There are many forms of travel but no destinations. My experience thus far has been birth - 20's exploration, mid 20's -late 50's consolidation, late 50's to now the return journey and seeking the internal core from which I issued.
Ask the Waterboys... I always get the feeling that The Whole Of The Moon is about how some people can get their lives together without needing to wander 'out in the world for years'.
I may be getting the actual point of the song entirely arse-about-face, but that's what I take away from it.
I think it is. Learning and experiencing other places and peoples makes one well-rounded, and, at least to me, more empathetic and understanding of our differences, and perhaps helps us understand and see how we are alike. Except for Repukelicans......there is no hope for them!
Essential? Probably not. Helpful? Probably.

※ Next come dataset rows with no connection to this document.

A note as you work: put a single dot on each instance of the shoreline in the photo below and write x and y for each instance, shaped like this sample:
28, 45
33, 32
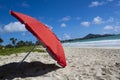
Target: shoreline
82, 64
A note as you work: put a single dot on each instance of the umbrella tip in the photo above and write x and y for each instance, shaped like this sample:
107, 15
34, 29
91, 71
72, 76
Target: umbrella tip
10, 11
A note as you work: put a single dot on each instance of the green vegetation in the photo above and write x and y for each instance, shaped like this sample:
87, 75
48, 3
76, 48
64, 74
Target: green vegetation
9, 51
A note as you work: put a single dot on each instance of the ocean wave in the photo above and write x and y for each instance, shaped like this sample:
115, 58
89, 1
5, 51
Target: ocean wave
100, 43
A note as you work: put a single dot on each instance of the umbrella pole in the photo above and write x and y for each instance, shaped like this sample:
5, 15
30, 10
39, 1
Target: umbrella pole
27, 54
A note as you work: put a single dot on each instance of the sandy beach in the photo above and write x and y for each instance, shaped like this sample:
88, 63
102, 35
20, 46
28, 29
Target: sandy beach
82, 64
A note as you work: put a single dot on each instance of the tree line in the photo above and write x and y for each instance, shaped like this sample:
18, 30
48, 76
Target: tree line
15, 43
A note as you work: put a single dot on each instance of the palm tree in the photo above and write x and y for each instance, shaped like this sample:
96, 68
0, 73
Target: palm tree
13, 40
1, 40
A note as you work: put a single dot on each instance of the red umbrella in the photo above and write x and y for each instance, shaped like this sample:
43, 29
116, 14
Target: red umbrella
45, 35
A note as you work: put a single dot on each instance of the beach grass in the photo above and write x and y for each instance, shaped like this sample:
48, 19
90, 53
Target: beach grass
16, 50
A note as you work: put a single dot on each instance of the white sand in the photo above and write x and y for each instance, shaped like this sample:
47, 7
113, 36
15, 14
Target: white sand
82, 64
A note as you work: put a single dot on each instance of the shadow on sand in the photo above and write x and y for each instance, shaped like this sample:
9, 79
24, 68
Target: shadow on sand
32, 69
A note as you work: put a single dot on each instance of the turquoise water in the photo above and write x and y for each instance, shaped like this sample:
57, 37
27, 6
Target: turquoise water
101, 38
110, 41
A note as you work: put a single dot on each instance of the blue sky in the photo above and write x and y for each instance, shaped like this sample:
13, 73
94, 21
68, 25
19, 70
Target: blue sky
67, 18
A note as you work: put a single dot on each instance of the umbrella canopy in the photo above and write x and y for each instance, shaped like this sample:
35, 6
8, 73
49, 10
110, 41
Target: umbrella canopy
45, 35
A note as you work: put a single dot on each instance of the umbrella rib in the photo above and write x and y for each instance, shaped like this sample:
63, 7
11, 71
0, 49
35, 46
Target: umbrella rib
27, 54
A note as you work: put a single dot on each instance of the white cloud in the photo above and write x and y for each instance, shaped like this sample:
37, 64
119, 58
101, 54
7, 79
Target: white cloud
108, 27
78, 18
66, 36
95, 4
67, 18
63, 25
85, 23
14, 27
113, 28
97, 20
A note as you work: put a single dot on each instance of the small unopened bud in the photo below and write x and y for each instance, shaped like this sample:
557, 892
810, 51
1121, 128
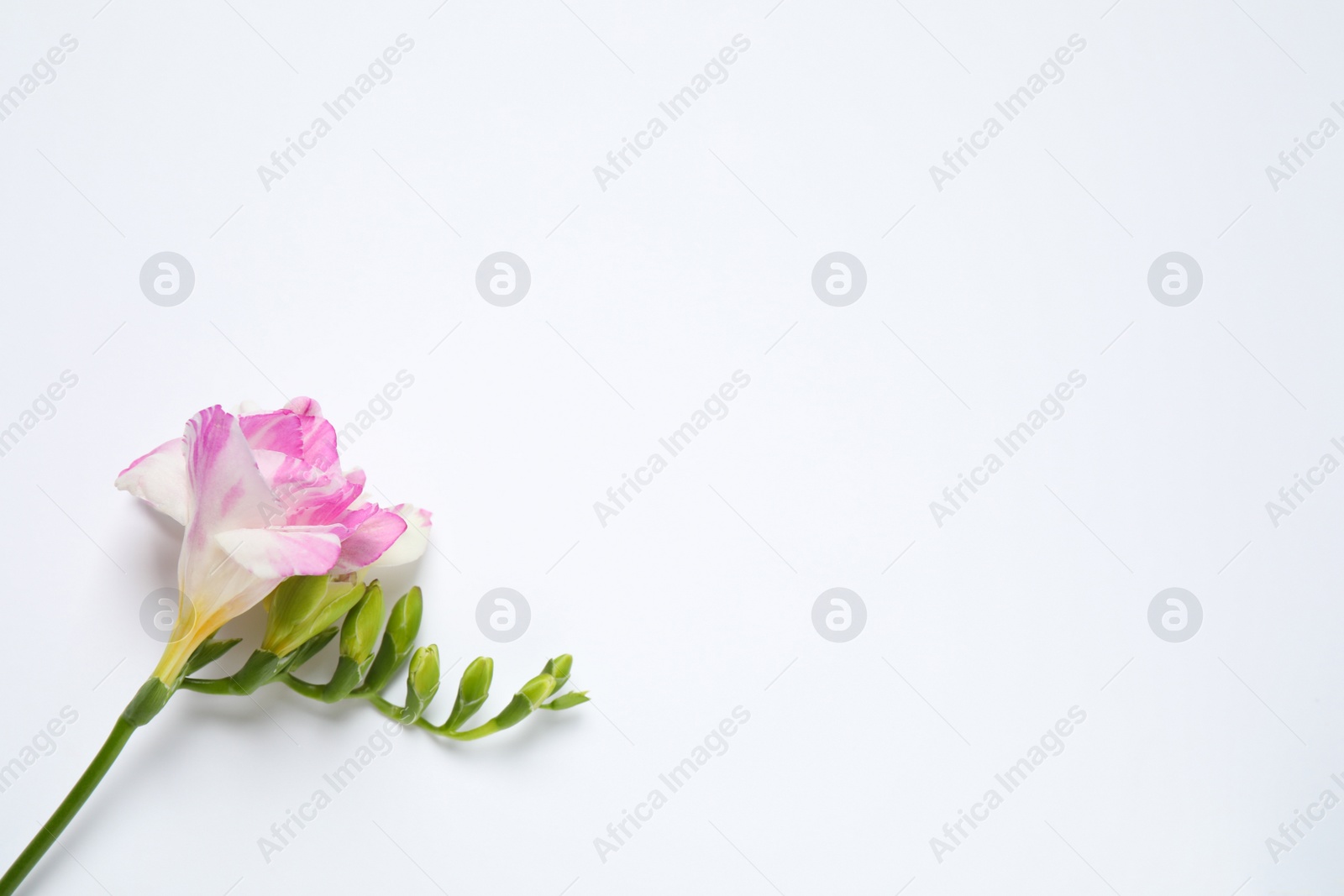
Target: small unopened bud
472, 692
403, 625
421, 683
398, 640
526, 700
559, 668
363, 624
304, 606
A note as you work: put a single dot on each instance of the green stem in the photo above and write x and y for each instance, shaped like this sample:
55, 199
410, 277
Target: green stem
143, 707
69, 806
212, 685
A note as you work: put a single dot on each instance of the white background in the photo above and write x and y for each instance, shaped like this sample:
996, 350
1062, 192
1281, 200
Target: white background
647, 296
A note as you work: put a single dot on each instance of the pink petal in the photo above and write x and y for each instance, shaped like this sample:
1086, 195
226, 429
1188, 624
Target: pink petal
228, 490
308, 438
370, 540
304, 406
160, 479
413, 542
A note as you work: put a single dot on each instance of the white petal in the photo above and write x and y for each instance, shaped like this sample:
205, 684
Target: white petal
160, 479
279, 553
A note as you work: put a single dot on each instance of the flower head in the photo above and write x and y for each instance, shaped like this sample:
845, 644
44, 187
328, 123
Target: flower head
264, 499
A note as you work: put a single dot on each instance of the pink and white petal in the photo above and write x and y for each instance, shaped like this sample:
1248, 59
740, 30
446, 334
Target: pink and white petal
413, 542
228, 490
309, 438
160, 479
370, 542
279, 553
304, 406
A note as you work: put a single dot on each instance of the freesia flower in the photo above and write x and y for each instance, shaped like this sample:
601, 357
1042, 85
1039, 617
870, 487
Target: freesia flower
270, 516
262, 499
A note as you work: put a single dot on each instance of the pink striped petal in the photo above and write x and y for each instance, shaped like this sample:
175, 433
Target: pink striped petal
228, 490
370, 540
160, 479
413, 542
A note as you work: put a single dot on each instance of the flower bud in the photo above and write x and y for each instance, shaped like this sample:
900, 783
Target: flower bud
304, 606
358, 638
421, 683
472, 692
363, 625
526, 700
559, 668
403, 625
398, 640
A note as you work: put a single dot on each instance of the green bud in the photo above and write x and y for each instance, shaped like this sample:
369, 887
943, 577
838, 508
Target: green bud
363, 624
398, 640
302, 606
559, 668
307, 651
472, 692
261, 668
526, 700
421, 683
147, 703
346, 679
403, 625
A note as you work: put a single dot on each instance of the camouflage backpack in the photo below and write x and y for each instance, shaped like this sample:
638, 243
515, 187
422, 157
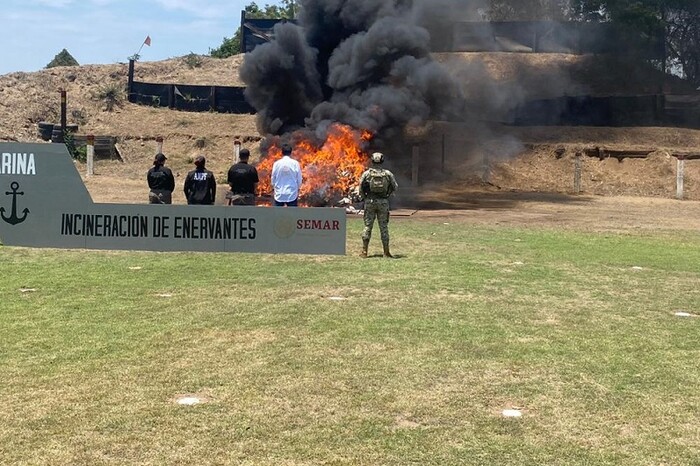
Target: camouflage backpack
378, 182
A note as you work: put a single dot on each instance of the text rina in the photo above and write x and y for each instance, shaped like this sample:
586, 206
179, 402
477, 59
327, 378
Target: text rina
17, 164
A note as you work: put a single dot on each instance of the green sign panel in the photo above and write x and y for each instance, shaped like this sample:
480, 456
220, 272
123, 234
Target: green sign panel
44, 203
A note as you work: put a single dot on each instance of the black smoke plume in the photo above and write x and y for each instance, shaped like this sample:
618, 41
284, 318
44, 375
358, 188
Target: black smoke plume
364, 63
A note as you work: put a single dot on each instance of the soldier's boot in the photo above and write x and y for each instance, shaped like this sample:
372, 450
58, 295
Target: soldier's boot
386, 250
365, 247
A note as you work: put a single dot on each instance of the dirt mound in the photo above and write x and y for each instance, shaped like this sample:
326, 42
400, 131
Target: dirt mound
519, 159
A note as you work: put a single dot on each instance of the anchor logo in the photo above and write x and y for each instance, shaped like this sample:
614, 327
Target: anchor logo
13, 219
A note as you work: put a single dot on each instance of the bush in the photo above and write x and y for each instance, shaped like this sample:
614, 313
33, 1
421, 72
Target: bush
77, 152
192, 60
113, 95
63, 58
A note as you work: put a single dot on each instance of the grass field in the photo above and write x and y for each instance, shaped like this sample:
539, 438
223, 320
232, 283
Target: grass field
414, 365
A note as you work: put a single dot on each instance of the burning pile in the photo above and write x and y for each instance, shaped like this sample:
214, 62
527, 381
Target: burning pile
349, 69
330, 171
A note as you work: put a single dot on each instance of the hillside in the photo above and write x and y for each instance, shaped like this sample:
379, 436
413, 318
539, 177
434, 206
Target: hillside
523, 159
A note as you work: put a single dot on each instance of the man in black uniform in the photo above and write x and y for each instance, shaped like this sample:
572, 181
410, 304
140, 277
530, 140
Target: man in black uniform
243, 179
160, 181
200, 185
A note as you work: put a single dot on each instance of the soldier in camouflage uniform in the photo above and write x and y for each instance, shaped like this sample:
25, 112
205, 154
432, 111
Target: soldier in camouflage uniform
376, 185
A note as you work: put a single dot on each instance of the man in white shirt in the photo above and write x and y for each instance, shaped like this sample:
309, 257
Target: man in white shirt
286, 179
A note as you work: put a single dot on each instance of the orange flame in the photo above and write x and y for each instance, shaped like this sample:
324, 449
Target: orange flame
329, 172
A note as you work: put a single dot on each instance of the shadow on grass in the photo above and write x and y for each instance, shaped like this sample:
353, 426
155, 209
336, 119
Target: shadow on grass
455, 199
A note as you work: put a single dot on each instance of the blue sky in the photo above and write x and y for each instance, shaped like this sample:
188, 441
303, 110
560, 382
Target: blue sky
109, 31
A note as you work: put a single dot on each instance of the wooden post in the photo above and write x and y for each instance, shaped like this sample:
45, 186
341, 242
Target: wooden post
130, 85
64, 111
171, 96
236, 150
414, 166
212, 99
485, 168
577, 173
90, 154
442, 166
243, 40
680, 173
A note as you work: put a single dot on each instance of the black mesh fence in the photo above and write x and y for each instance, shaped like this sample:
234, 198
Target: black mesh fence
190, 98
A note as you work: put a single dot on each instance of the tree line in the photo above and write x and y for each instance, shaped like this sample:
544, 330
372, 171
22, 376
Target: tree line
678, 21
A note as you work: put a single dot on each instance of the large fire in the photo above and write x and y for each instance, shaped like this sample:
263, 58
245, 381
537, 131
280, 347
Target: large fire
330, 172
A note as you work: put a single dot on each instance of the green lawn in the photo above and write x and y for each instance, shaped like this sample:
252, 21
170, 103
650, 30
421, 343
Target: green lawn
414, 365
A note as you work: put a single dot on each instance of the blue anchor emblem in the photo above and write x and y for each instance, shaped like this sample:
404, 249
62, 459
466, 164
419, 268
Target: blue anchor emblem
13, 219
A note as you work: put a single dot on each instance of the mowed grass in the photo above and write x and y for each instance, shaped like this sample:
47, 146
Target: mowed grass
414, 365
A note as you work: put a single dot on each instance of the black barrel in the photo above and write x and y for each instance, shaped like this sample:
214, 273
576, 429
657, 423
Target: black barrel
57, 134
45, 130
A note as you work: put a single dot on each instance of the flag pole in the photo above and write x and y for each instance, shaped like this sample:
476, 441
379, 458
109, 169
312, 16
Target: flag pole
147, 41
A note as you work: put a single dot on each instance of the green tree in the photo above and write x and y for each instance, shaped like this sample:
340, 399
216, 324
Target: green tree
286, 9
62, 58
679, 20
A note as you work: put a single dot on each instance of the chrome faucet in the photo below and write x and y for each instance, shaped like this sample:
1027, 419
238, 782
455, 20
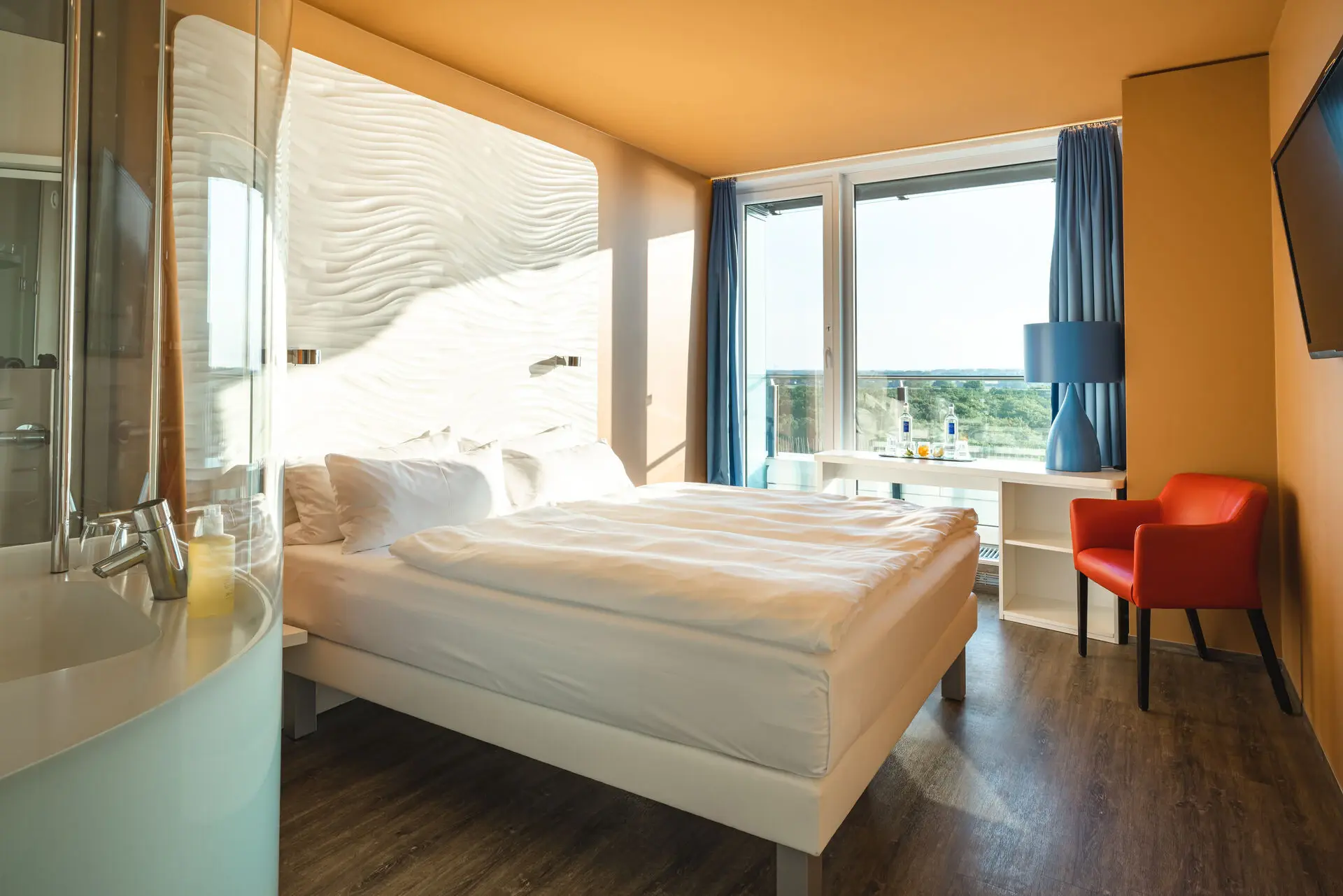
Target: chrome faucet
157, 548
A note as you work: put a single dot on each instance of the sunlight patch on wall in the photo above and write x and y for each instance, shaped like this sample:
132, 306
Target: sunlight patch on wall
434, 258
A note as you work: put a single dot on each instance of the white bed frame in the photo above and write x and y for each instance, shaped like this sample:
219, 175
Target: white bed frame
798, 813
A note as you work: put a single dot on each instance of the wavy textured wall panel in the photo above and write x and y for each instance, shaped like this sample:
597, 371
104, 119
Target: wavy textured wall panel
433, 257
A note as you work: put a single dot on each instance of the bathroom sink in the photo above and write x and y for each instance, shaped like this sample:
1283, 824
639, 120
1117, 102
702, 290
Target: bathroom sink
57, 625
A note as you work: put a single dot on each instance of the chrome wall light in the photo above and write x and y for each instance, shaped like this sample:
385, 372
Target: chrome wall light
555, 360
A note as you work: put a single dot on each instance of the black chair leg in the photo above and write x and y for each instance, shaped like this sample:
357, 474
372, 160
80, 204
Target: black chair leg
1275, 672
1144, 655
1081, 614
1198, 633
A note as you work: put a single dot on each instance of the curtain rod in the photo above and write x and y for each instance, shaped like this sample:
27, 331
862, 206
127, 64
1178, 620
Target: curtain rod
848, 160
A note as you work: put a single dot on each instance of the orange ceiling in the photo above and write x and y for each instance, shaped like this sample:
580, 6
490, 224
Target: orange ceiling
741, 85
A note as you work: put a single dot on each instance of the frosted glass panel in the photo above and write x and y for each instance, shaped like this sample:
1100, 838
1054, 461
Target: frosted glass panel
436, 265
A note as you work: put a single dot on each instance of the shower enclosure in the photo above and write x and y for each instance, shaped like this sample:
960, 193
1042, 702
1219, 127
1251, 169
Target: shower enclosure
141, 335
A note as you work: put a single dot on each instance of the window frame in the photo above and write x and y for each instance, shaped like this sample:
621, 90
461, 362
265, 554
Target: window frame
830, 395
839, 429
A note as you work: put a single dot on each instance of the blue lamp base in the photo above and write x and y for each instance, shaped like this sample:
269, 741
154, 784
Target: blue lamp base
1072, 445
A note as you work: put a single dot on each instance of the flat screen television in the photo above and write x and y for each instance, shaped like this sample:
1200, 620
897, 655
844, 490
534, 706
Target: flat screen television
1309, 171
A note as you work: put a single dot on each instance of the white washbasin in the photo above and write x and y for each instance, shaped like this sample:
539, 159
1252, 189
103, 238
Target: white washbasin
57, 625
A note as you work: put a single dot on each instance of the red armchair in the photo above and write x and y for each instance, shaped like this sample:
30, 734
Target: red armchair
1195, 547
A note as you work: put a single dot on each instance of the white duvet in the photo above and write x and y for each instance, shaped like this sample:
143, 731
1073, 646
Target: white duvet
791, 569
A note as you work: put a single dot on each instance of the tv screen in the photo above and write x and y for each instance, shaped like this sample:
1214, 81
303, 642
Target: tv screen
1309, 169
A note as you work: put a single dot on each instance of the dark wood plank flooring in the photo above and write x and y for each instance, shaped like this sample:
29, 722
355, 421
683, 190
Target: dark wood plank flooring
1048, 779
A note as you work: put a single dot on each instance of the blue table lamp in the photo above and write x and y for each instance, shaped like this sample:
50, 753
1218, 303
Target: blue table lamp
1074, 353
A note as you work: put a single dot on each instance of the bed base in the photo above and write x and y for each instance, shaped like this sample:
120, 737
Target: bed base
798, 813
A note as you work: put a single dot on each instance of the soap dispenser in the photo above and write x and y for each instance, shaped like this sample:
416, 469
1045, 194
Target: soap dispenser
210, 567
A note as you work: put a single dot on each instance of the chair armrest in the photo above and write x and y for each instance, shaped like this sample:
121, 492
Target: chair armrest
1195, 566
1099, 523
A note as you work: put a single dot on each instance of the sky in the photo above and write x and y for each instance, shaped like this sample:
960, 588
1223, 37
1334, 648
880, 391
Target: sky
943, 280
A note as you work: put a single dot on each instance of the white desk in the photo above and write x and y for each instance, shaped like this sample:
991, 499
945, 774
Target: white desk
1037, 582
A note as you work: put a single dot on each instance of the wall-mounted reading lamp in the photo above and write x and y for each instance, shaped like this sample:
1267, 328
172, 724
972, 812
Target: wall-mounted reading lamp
555, 360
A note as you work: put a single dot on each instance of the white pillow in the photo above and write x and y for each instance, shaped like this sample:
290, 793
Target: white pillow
311, 487
382, 500
312, 490
575, 473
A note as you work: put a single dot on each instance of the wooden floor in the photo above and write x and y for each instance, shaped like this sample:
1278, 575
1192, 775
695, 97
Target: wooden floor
1048, 779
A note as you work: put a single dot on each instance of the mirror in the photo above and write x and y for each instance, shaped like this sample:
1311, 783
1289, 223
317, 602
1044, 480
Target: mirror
33, 64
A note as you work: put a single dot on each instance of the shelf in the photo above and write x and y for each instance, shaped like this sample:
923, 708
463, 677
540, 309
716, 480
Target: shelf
1058, 614
1061, 541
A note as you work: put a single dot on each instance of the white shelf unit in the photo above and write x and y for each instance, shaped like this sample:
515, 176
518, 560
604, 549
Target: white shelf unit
1037, 582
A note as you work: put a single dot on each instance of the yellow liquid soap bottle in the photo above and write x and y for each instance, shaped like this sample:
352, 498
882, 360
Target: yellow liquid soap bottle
210, 567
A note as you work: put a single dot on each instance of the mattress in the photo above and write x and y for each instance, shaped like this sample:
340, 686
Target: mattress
763, 703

During my Army days I experienced a few foreign countries and gained an appreciation for the beauty of other countries and for some locations (with fast population doubling rates, deprivation of the masses). One of many observations was when I was in Panama City Panama. (Just before we got rid of Noriega). On the way to work the left side of the street was filled with multi-story concrete tenement slums with glass horizontal blinds that allowed you to see many people crowded into small rooms. The sidewalk in front were a solid line of shirtless (or only wearing a white undershirt) people scrubbing white underwear with their wash basins and wash boards. If you looked on the other side of the street, a perfectly groomed lawn surrounded an amazing church with gold steeples proudly announcing the superiority of the (anti-burth control) Catholic church. Although my travels have opened my eyes to the diversity of the world, reading (more then once) "The Grapes of Wrath" had a greater influence then traveling in establishing who I am.
I agree with jlynn37 in that it is helpful though not necessarily essential.
Though having said that, throughout history it seems crossroads cities, port towns and the like, where new ideas meet and create ever new thoughts and ideas, drive progress and enlightenment. I read voraciously as a young man and for a person my age had a broad perspective. I joined the USAF at age 18 and then traveled to 38 countries and US possessions during the next four years. I saw a lot, not all of it good, but yes, I grew even more. It has helped to this day now close to 50 years later.
When you travel you get to experience and learn differently. If those two things make you grow. That's good.
Only if the travel allows a person to be immersed in a different culture long enough for the person to compare and contrast the culture with his or her own in a probing, substantive way. I have often expressed the idea that 2 and a half years in Germany helped me to underwtand my own culture, and that learning German was the best English lesson I ever had.